When it came time to let Makarova observe Zirui’s skills as a pianist, she was at first skeptical to accept him as a student because of how he might be a bit too old to have started getting serious; however, because of Zirui’s hands being an “acceptable size,” she took him as one of her own students at her music school, Moscow Music Center.


Although Zirui was able to get such a good teacher, it was not easy for him to have gotten to where he is now. He recalls: “I remember having to restart piano from scratch. I had all a typical student’s bad habits. Any student from Elena’s music school probably was better than me.” Once Zirui started learning from Makarova and during his freshman year in high school, he unwillingly excluded himself from the majority of his social life to focus on piano. He said, “My biggest struggle was trying to swallow all the negativity I had to live with. Because of my devotion to piano, my grades were damaged and I barely hung out with anyone outside of school.” Zirui thought this was the riskiest, most insane life investment he has ever done:

“Sometimes, I am plagued by the idea of failing. I question to myself if it was worth sacrificing the things I sacrificed. Privately, I often got depressed knowing that I was never the first person anyone ever looked forward to seeing. I would wonder what would have happened if I invested more time into my social life. I know my career is not stable, yet I know I have caught up to many people. My next step is to get into a decent music program.”

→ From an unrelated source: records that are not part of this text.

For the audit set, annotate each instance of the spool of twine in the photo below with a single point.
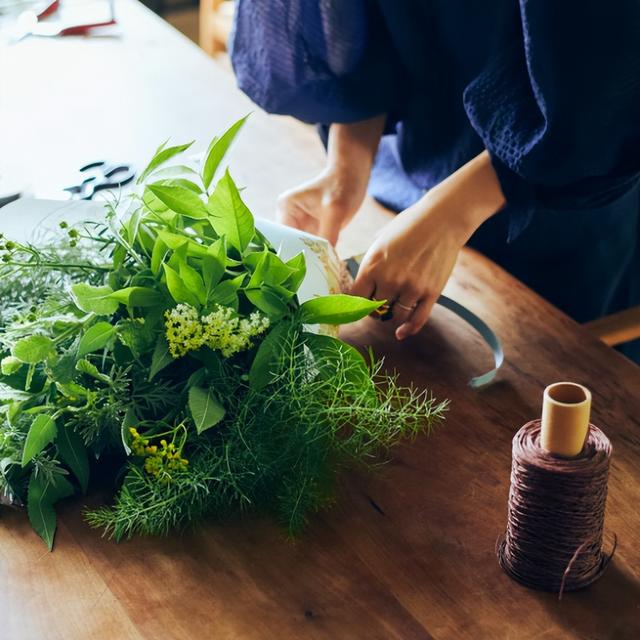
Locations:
(555, 519)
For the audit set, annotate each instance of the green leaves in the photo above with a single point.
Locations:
(267, 301)
(160, 359)
(337, 309)
(33, 349)
(268, 357)
(86, 367)
(205, 408)
(138, 296)
(44, 492)
(161, 155)
(180, 199)
(9, 365)
(218, 149)
(94, 299)
(74, 454)
(96, 337)
(229, 214)
(43, 431)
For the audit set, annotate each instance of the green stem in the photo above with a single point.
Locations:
(59, 265)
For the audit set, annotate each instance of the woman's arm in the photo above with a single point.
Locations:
(412, 259)
(325, 204)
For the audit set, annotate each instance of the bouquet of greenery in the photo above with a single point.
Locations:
(166, 350)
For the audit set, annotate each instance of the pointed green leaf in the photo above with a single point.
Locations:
(43, 493)
(130, 420)
(177, 287)
(73, 452)
(269, 270)
(33, 349)
(42, 431)
(10, 364)
(138, 296)
(213, 265)
(193, 281)
(158, 254)
(205, 408)
(218, 149)
(160, 359)
(180, 200)
(178, 182)
(161, 155)
(230, 216)
(94, 299)
(90, 369)
(267, 301)
(337, 309)
(96, 337)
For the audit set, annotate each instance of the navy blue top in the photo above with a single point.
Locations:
(551, 88)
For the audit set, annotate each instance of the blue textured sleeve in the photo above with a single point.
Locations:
(559, 108)
(321, 61)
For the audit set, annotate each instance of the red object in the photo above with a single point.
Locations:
(83, 29)
(48, 9)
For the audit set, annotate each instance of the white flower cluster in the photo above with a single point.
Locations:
(222, 330)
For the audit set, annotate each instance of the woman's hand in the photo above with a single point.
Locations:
(410, 262)
(325, 204)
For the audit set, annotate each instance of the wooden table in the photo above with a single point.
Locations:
(408, 552)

However, Zirui’s hard work eventually paid off when he was invited to perform at Carnegie Hall the summer after his freshman year, a little over a year after studying with Makarova. Many would think that he would have been extremely excited to have performed at such an iconic performing center, yet he only reacted with a modest feeling that he can now accomplish greater things. “Normally, after any big task I achieve, I still feel calm,” he explains. “I have less opposing forces from society to tell me that I am a commoner.”

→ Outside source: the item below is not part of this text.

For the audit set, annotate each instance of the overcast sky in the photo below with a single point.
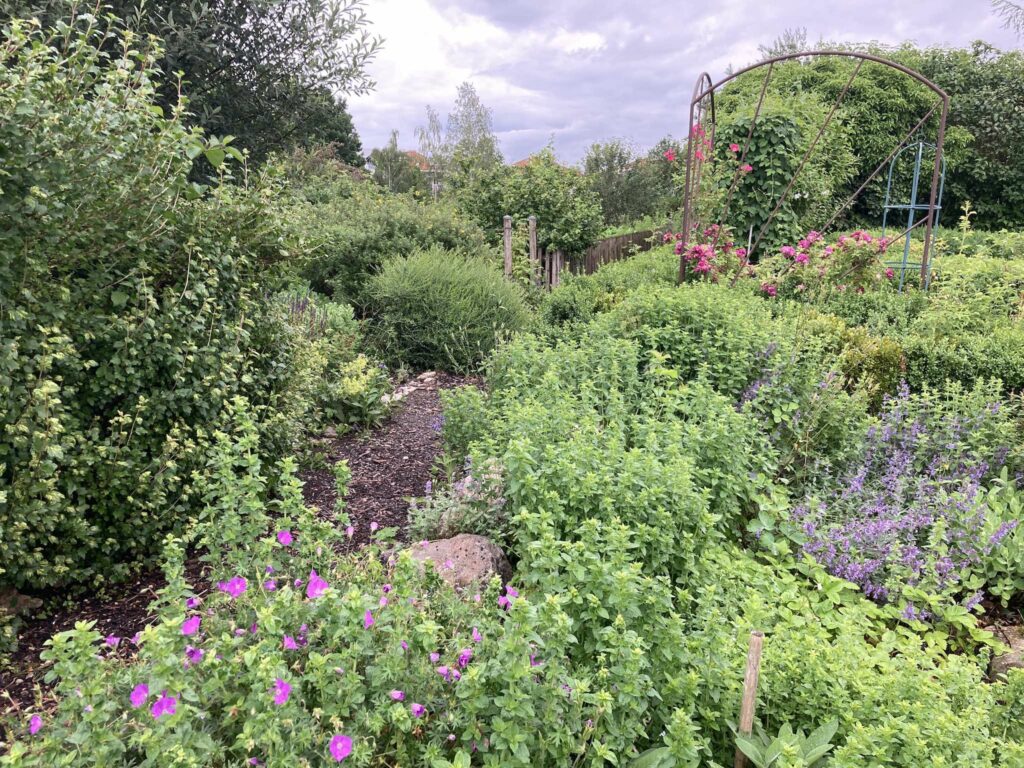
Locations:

With such devotion and dedication to this instrument, he made the decision to commit to pursuing a career in music with the piano during his first year learning with Makarova. For the next few years until now, Zirui is still studying with Makarova and has been recovering from his social invisibility. After his Carnegie Hall performance, Zirui has since been able to complete his Certificate of Merit and go on through the paneled stage which he was able to have a masterclass with Vadim Monastirsky, an internationally acclaimed pianist. As Zirui’s opportunities have been growing, he must is now currently focused on auditions for colleges and conservatories; he has informed that he is invited to audition for USC’s Thornton School of Music, which is one of the best music schools in the west coast, University of Michigan and Bard College Conservatory of Music.

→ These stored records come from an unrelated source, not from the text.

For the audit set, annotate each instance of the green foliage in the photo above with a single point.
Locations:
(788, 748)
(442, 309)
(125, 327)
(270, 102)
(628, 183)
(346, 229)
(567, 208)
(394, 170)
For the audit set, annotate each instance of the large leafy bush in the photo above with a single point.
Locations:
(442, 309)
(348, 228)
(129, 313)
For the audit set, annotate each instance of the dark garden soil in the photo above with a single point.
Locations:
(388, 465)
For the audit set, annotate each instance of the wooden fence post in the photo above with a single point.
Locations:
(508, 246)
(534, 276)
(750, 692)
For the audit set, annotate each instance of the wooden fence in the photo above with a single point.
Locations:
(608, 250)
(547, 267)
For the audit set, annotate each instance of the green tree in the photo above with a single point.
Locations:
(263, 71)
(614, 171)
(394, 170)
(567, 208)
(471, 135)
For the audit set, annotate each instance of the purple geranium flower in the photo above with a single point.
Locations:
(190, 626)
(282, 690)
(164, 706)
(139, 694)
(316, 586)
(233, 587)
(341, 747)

Within a few months, Zirui will hopefully get accepted into one of the schools and then graduate from high school. As he is about to embark on a journey away from home, he will, without a doubt, nourish all the resources to ultimately achieve his lifetime dream:

“My dream is to go to Poland to develop a very sensitive style and return as a composer. We need more pushy classical composers who can make smart business decisions to both get their music out to the world and update fresh, relevant musical ideas. Otherwise, classical music will continue to fade away because the current classical musicians cannot change their image of being stuck on past composers such as either Mozart or Haydn. They could even get secretly suppressed by shady business moves. I often get excitement to hear a band’s next album, yet I used to question where the new classical music.”

Wherever Zirui goes, may he be wished all the luck!